Chinese Villagers: The Communist Party Flooded Us to Protect Big Cities

This photo taken on July 23, 2016 shows a bridge damaged by recent floodwaters in Daxian v
STR/AFP via Getty Images

Villagers living in the rural Chinese Lujiang county, in Anhui province, have accused the government of deliberately flooding their lands to protect big cities and expensive manufacturing assets from damage, according to an Epoch Times report released Thursday.

Chinese officials estimated Friday that flooding from torrential rains and swollen rivers has affected almost 70 million people and caused at least $29 billion in damage this year.

The anti-communist Epoch Times talked to some unhappy residents of rural Lujiang county in the Anhui province who believe the authorities intentionally damaged their local dike, causing it to fail under the pressure of heavy rain and divert storm water onto their land. 

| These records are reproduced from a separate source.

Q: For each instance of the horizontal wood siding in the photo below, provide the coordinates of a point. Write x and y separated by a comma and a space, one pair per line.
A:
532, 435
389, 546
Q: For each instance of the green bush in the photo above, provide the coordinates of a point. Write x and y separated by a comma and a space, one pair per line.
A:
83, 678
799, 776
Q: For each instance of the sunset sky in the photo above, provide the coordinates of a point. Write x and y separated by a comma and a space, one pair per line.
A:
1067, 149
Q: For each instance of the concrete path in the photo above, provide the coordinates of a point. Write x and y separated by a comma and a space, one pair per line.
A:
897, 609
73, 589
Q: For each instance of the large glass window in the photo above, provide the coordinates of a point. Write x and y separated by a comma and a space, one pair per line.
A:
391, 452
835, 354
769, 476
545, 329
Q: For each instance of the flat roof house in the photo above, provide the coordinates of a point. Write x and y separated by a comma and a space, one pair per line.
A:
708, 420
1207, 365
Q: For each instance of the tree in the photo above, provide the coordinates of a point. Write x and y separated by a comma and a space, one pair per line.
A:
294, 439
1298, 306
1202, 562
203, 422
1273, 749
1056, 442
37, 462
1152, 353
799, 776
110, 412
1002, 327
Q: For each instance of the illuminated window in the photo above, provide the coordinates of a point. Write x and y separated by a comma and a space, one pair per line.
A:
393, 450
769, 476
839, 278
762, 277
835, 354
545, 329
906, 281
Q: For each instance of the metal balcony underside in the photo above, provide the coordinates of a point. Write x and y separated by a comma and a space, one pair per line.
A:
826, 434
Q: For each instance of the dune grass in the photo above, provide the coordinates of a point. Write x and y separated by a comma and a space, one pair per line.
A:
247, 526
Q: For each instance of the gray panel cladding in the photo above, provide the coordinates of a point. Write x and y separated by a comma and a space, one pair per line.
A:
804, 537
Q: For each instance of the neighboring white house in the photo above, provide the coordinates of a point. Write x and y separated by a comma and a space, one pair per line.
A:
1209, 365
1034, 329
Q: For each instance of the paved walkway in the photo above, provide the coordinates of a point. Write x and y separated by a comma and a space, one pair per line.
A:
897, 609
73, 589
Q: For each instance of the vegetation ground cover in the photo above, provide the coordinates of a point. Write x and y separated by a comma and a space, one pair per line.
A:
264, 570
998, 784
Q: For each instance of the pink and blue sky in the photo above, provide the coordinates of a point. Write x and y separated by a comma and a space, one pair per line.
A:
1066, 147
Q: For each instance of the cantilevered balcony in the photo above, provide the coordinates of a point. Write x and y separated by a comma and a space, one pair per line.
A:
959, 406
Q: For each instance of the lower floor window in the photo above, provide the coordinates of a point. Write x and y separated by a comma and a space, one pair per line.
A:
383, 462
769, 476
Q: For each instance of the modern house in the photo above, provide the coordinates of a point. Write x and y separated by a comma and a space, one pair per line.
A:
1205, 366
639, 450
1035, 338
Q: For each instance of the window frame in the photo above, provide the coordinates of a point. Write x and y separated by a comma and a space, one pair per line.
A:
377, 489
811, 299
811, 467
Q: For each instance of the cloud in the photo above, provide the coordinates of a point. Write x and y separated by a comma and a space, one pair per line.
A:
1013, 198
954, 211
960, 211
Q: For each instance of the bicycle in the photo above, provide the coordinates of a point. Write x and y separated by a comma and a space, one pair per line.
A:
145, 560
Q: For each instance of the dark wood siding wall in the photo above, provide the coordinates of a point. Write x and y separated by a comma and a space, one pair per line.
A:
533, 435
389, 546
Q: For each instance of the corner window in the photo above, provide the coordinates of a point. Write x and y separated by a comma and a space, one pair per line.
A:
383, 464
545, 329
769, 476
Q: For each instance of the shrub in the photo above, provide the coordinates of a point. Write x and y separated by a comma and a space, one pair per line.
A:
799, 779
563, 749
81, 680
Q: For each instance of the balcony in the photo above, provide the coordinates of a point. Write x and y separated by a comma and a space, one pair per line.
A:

Lujiang was cut off by the resulting floods for 40 days, with little in the way of supplies. The floods displaced thousands from their homes and most have not yet returned. Government officials have made vague promises to help them pump floodwater out of their buildings, but have not provided a timetable, so they are forced to live in rental properties. A man named Chen said the only government assistance he has received for his family of four is “a bag of rice and a bottle of cooking oil.” He said he lost both his home and his business properties to the floods.

“I spent most of my life savings on the store. There are also debts and loans … us ordinary people have unspeakable hardships,” he said.

Chen said the authorities ordered residents of his Shidaxu village to evacuate the night before the dike inexplicably collapsed, leading the locals to suspect the dike was deliberately sabotaged by Chinese Communist Party (CCP) officials who decided losing the village and its 16,000 acres of farmland was preferable to leaving the dike intact and allowing floodwaters to surge onto more valuable property elsewhere.

“It’s hard to swallow,” Chen said of the official story behind the dike collapse and flood.

“Why didn’t the government admit that the water was released, but talked about a dike collapse? Why? We have made such a big sacrifice. Don’t we deserve an explanation?” he asked.

Chinese officials admitted to deliberately destroying a number of dams, including some in Anhui province. Such extreme measures were meant to avoid total catastrophe and protect the most valuable assets in the Yangtze River region, including the massive Three Gorges Dam. Many area residents complained that their homes, businesses, and farmland were sacrificed by deliberate flooding to relieve pressure on the dam.

Officials in hard-hit Hunan province pledged on Friday that they would complete reconstruction by the end of this year and make new residences available for people who lost their homes by the middle of February 2021. Eastern China is still suffering from a good deal of flooding at the moment, making those targets seem rather ambitious.